My Lords, again this is not a matter on which I can speak on behalf of my right honourable friend the Minister of Health, whose responsibility this is, but I will bring it to his attention and I will see what can be done. Refresher courses for professional people in all the disciplines with which we are concerned are, I think, extremely important. I tried to make this point as strongly as I could. I was informed when I was in America recently that they have now reached a point at which promotion of their ordinary teachers is not normally given unless they have taken a certain number of refresher courses. This puts the whole matter in quite a different context, and we shall have to see how far we are able to help in this and in other matters.

6.35 p.m.

LORD GREENHILL

My Lords, it is not my intention to prolong the debate. My purpose in rising is simply to convey my thanks to all those who have contributed to make this debate so extremely interesting and informative. If I may, without creating any invidious distinctions, I should like in particular, first of all, to congratulate the noble Lord, Lord Hill of Luton, on his excellent maiden speech and on the views he expressed in the course of that speech, which give us who are interested in adult education even greater hope than we had.

Secondly, I should like to refer to the remarks of the noble Baroness, Lady Elliot of Harwood, about the contribution that the Carnegie United Kingdom Trust made when Newbattle Abbey was originally established. She will probably know quite well that the then Chairman, the Earl of Elgin and Kincardine, is and has been from the very commencement of Newbattle the Chairman of Governors, and that he and another man and myself are the three surviving founder members of Newbattle Abbey College. So I would ask the noble Baroness, if I may, to put in a good word now and again, even for a contribution towards the building fund appeal, which we are now, as your Lordships know, in the process of launching. Although we are not asking for money, I think as a gesture that it would be extremely welcome.

I should also like to congratulate the noble Lord, Lord Aberdare, on his virginal appearance at the Box, and without any political implications to say I hope he rises in the esteem of his own side to go to greater heights still. I well remember his 1960 intervention in the debate on adult education we had then. I well remember, also, his, if I may say so, enlightened references to the part that the B.B.C. could play in the advance of adult education. I thought his speech extremely impressive, and I see by his contribution this evening that he has not lost his old fervour. I wish him every success.

Finally, may I say in regard to the noble Lord, Lord Bowden, how delighted I am at his being in charge in your Lordships' House of education and science? Apart from his own personal achievements in his particular sphere of work, to have him here as the watchdog and, if you like, the stimulator of an interest in your Lordships' House in adult education is, I think, one of the greatest contributions that have recently been made in the furthering of education generally. I thank all of your Lordships for your part in this very important debate.
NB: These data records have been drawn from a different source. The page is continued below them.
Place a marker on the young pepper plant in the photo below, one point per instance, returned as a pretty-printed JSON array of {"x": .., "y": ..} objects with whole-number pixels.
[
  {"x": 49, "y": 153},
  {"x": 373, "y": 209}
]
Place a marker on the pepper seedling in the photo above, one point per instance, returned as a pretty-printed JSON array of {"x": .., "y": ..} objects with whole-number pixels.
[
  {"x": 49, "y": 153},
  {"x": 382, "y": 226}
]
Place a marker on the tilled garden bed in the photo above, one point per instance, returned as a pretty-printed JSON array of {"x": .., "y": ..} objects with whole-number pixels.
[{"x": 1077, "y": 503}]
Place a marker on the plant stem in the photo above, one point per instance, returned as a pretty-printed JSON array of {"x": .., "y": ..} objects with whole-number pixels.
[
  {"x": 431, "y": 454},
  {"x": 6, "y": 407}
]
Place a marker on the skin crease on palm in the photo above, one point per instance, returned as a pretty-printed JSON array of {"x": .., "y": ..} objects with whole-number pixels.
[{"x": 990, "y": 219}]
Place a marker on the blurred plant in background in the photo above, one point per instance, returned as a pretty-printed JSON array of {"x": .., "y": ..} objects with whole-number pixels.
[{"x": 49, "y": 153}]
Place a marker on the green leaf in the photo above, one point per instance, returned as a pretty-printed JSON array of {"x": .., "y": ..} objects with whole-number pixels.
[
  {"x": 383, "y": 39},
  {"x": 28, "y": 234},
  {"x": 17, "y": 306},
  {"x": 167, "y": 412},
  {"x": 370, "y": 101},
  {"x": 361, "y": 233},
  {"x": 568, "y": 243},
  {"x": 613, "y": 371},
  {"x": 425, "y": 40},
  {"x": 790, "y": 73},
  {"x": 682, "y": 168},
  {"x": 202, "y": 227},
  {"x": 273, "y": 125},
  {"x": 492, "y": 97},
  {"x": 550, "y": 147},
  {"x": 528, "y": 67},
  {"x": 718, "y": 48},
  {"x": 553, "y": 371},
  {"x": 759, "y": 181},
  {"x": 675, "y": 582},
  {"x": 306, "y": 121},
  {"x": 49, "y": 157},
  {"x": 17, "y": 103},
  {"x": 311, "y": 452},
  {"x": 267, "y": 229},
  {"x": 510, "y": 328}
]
May I please repay one debt which I omitted in my somewhat incoherent original remarks? We ought, as a House, to pay our thanks to the American information service in London for their periodical known as Labour News, and particularly for the number of December, 1962, in which there is a special article headed "New Concepts of Education and Training", being the verbatim speech of W. Willard Wirtz, the United States Secretary of Labour at that time. It is an article well worth reading, and, in support of what the noble Lord, Lord Bowden, has said, it gives one an indication of the spirit in which education in the realm of labour is regarded in America.

I thank your Lordships very much for your patience. I am reminded that it is customary to withdraw my request for Papers. I confess I have not the remotest idea what those Papers are, or what they are supposed to mean; but, since it is the custom of the House to ask leave for that withdrawal, I have much pleasure in doing so.

Motion for Papers, by leave, withdrawn.